When I pulled it out of the box for a Saturday afternoon testing session, I realized how huge it is. At about five cubic feet, it easily became the largest countertop appliance in my kitchen, dwarfing my microwave. But hey, turkeys aren't tiny!
Setup is pretty easy. I filled the bottom of the oil container up with about five liters of oil (about a third as much as in a good-sized traditional turkey fryer), plugged it in, and twisted the knob to set the temperature. While the oil heated, I prepped my turkey, primarily by making sure it was patted dry and had no residual frozen bits lurking in the cavity, either of which will cause a frothing storm of oil bubbles. Working over a sheet pan, I set the turkey on the spit, which has a built-on basket to keep the legs and wings from flopping around, and fed it through the labyrinth and into the oil. I cringed needlessly, then flipped the rotisserie switch and walked away.

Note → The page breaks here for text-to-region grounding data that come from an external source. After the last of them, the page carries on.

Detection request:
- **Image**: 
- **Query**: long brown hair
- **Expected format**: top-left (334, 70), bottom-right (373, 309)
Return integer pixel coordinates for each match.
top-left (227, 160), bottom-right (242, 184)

And that, right there, might be the Cuisinart fried turkey's greatest feat: Once it's in the oil, you don't need to do anything for the hour or hour and a half until it's done, at which point you just turn off the rotisserie for a moment and check the temperature at the breast and thigh. This is considerably easier than in a traditional fryer, where one member of a couple might lift the bird out of the oil and hold it in the air (often directly over the hot oil) while the other takes the temperature.
The really good news: my turkey came out great. With a purpose-built machine like the Cuisinart, I'd be disappointed if it didn't, but this was a crowd-pleaser—a nice, juicy bird with crispy skin. It also cooked up in less than an hour and a half, easily twice as fast as oven-roasting.
However, this is the part where we run into all sorts of freighted preconceptions and thoughts about deep-fried turkey's superiority and, you know, Thanksgiving. While deep frying makes a great bird—and again, mine was very good!—it is by no means the best turkey I've ever had. I'm a fan of a dry brine and wet roast methods, but any well-made oven bird can go toe-to-toe with a deep-fried turkey. My secret theory is that the biggest fans of the deep-fried method may never have had a great oven-roasted turkey.
I tested that theory on Boston Globe food writer Devra First, who has written about deep-fried turkeys. While she didn't disagree, she also brought up a good point: "Frying turkeys appeals more to the tinkerer/experimenter/hobbyist/special event cook," she says. And hey, if that gets more people cooking, then bravo! Tinker away!
It's also going to transform the lovely smell of a roast bird into a generic fried-food smell, which will permeate your house long after your Thanksgiving guests leave. Two days after I fried my bird, my bath towel smelled like fry oil. What I realized in further testing is that due to its size and that smell, the electric Cuisinart fryer might be best stored and used in the garage. If, like me, you live in a smaller place, it might not be for you at all.